Sometimes, you need to let kids figure out how to solve problems, or suffer the consequences of their decisions, all on their own.
That’s according to psychiatrist and bestselling author Daniel Amen. Parents too often make the mistake of “overdoing” for their kids, resulting in “mentally weak children,” Amen told the “Built Different” podcast, in an episode that aired on Tuesday.
Such behaviors — like doing your kid’s class project yourself to help them get a better grade, or giving them what they want solely to halt an oncoming tantrum — limit children’s mental resilience and sense of independence, said Amen. And highly resilient kids are more likely to become happy, successful adults, research shows.
“When my daughter would forget her homework at home, nobody’s bringing it to school. If she didn’t bring a jacket on a cold day, even though her mother told her to, nobody’s bringing her the jacket,” Amen said. “It’s so important that when a child says ‘I’m bored,’ rather than you [fixing] it, just say ‘I wonder what you’re going to do about it.'”

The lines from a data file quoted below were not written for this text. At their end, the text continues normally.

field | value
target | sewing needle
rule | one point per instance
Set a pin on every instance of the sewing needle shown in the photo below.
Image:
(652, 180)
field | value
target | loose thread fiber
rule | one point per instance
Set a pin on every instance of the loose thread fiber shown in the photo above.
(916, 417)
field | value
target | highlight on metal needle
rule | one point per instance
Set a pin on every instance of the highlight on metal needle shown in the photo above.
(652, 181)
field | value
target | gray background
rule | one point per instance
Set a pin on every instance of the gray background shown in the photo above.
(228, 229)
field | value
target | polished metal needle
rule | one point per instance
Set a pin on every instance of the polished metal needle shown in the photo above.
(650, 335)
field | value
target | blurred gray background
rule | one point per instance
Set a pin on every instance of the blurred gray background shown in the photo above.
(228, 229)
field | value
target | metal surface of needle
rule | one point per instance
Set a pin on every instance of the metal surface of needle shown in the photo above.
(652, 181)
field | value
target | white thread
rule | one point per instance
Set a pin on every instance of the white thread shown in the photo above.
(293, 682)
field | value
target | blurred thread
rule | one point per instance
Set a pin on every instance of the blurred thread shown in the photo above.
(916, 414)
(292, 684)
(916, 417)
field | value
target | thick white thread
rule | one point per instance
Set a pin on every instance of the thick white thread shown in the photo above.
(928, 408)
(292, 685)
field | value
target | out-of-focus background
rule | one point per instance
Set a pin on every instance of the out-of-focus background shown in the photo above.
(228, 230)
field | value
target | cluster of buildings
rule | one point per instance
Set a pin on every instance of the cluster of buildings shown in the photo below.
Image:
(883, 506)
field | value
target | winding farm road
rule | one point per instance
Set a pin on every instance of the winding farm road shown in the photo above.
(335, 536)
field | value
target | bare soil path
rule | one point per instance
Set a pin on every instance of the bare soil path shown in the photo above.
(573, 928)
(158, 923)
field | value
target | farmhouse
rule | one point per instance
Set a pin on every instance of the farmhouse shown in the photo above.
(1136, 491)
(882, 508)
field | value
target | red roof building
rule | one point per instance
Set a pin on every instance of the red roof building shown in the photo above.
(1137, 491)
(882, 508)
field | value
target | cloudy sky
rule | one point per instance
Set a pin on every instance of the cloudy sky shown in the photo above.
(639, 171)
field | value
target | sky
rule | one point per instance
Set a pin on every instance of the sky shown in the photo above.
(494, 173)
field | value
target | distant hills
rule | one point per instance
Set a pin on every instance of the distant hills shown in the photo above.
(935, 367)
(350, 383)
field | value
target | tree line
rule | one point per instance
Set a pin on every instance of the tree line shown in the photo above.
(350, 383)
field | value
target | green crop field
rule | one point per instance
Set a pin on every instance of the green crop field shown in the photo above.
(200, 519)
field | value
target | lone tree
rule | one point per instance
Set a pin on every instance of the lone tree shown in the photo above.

“If you do too much for your children, you are increasing your self-esteem by stealing theirs,” he added. “[Humans] develop mental toughness by solving problems.”
Building a kid’s mental resilience doesn’t require a “tough love” parenting approach of harsh punishments, Barnard College child psychologist Tovah Klein told CNBC Make It last year. Trying to shield children from disappointment won’t help them build resilience either, said Klein.
Instead, you can allow your kids to experience setbacks, mistakes and other tough moments — while letting them know you still support and love them.
“I see it as a more empathic, connected [approach]. ‘This might be hard, and I’ll be here when you’re done,'” Klein said, adding: “It’s a message of: ‘I trust you to get through this hard thing, and I’ll be here no matter how it goes, whether you win, whether you lose, whether you come in the middle. I’m here for you.”
Similarly, the more you encourage children to help the people around them — from daily chores at home to their friends and classmates at school — the more they’ll gain the empowerment and responsibility they need to confidently tackle their own challenges, the American Psychological Association noted in a 2012 blog post.
“Let them begin to figure out their problems, or the solutions to their problems, rather than being overly involved with them,” said Amen.